Former Latin American Presidents Assess Economic Progress and Challenges at Historic Summit

Eric Olsen
November 26, 2014

“The most difficult task ahead for Latin America is social integration; people have no patience to wait for reform.” said former Costa Rica President Laura Chinchilla, addressing a panel at the Second Summit of the Latin American Presidential Mission in Asuncion, Paraguay on November 21, 2014.

(foreground) H.E. Laura Chinchilla, former president of Costa Rica, (background) Dr. Ernesto Talvi, Director of the Brookings Global Center for the Study of Economic and Social Affairs

Costa Rica’s first female president and the only woman on the panel of former presidents, was addressing the topic of social integration and equal opportunity as part of the 2014 Global Peace Convention.

Ms. Chinchilla noted that there has been significant progress made in the region, where the middle class now represents 35 percent of the population. However, she warned that the new entrants into the middle class, the lower-middle class, are threatened and may slip back to their prior economic state, which could also result in serious disruptions in civil society.

She emphasized the importance of education and providing opportunity for the next generation, but was also cautious that financial investment in education was not enough. The quality of that education must be managed; ensuring that the benefits reach all levels of society was the most important benchmark.

Moderator Dr. Ernesto Talvi, Director of the Brookings Global Center for the Study of Economic and Social Affairs, suggested that the biggest failure for Latin America was the failure to provide work and integrate all sectors of society into the economy, which has resulted in high crime rates.

Former President of Guatemala Vinicio Cerezo emphasized the importance of finding solutions from within, and advocated change in culture and the attitudes that Latin Americans have about the relationship between the State and private enterprise.
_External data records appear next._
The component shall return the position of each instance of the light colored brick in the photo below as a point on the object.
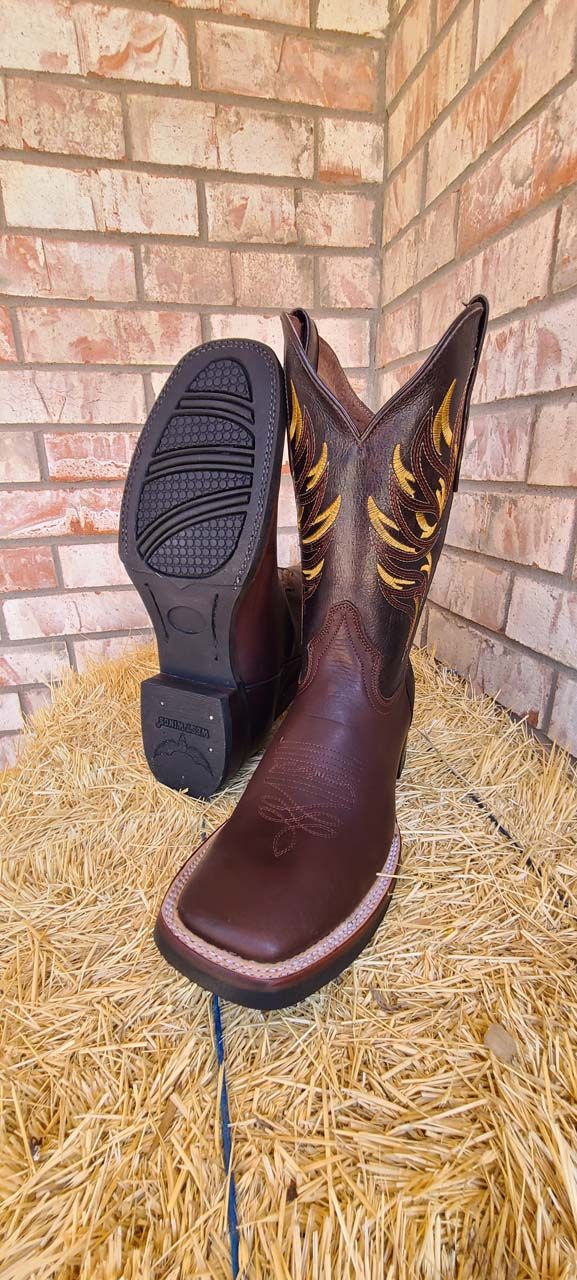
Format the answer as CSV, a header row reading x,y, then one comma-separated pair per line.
x,y
351,150
10,713
339,219
248,213
39,37
45,117
348,282
31,265
443,76
28,664
361,17
131,44
471,589
526,528
563,723
349,338
273,280
18,457
245,325
92,337
90,455
513,677
54,512
74,613
291,68
264,142
554,448
105,200
536,60
564,275
26,568
193,275
532,167
105,649
398,332
532,353
81,396
402,197
407,45
497,444
544,617
92,565
173,131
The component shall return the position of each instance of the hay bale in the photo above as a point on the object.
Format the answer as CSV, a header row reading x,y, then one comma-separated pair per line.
x,y
375,1134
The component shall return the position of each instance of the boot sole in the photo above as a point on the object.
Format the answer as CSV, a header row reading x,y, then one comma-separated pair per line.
x,y
271,986
198,499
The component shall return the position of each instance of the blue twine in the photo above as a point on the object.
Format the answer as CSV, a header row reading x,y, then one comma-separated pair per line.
x,y
227,1141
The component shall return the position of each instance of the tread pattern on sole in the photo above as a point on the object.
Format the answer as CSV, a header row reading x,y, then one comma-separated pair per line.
x,y
197,487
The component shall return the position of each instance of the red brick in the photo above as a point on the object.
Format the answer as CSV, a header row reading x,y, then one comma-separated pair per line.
x,y
81,396
39,37
45,117
7,336
248,213
348,282
90,455
402,197
554,448
443,76
398,333
351,150
73,613
527,69
471,589
339,219
31,265
192,275
407,45
173,131
497,444
18,457
92,565
535,165
105,200
566,260
516,679
362,17
291,68
26,568
544,617
131,44
26,666
91,337
265,142
563,723
273,280
47,512
532,353
526,528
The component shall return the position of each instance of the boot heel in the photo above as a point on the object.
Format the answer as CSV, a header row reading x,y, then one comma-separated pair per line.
x,y
191,731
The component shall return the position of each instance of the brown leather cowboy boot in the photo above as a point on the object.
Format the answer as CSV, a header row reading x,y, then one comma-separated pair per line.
x,y
283,896
198,540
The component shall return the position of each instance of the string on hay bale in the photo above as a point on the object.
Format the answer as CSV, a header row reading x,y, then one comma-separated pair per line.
x,y
375,1134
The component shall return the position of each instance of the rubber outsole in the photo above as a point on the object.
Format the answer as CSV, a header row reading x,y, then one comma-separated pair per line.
x,y
198,499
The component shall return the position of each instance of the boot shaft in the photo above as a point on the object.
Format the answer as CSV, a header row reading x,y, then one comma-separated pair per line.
x,y
374,490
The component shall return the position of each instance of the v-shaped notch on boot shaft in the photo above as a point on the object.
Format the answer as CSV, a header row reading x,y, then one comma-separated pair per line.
x,y
374,490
He said he would like to see a change from a culture of authoritarianism to a more democratic, decentralized system. He said solutions to social problems should be sought emphasizing private initiative, rather than a paternalistic state-centric solutions.

Presidential Panel on social integration and equal opportunity. (left to right) H.E. Laura Chincilla, former president of Costa Rica, H.E. Vinicio Cerezo, former president of Guatemala, H.E. Jaime Paz Zamora, former president of Bolivia, H.E. Hipolito Mejia, Dominican Republic.

However, he also balanced his argument by noting the importance of the state in tempering private interests to ensure that the benefits of economic growth are distributed equally throughout society.

Former President of Bolivia Jaime Paz Zamora expressed optimism about the future of Latin America in the medium-to-long term, and called the Second Latin American Presidential Mission “a historical achievement” involving so many former Latin American presidents in the same discussion. He credited the region’s economic progress and stability and expressed pride that virtually all Latin American countries except for Cuba had adopted a democratic form of government,

Former of the Dominican Republic President Hipolito Mejia also expressed optimism for the region, emphasizing the need to look within for solutions. He also challenged his presidential colleagues to ask themselves, coming out of an era of great social inequality, whether they were effective in providing education and advancing equal opportunity in each of their countries. This, his said, was the task facing the region and its leadership.

The Second Summit of the Latin American Presidential Mission is being held in conjunction with the Sixth Global Peace Convention, Roadmap for National Transformation: Liberty, Prosperity and Integrity through Moral and Innovative Leadership. The Convention concludes on November 21.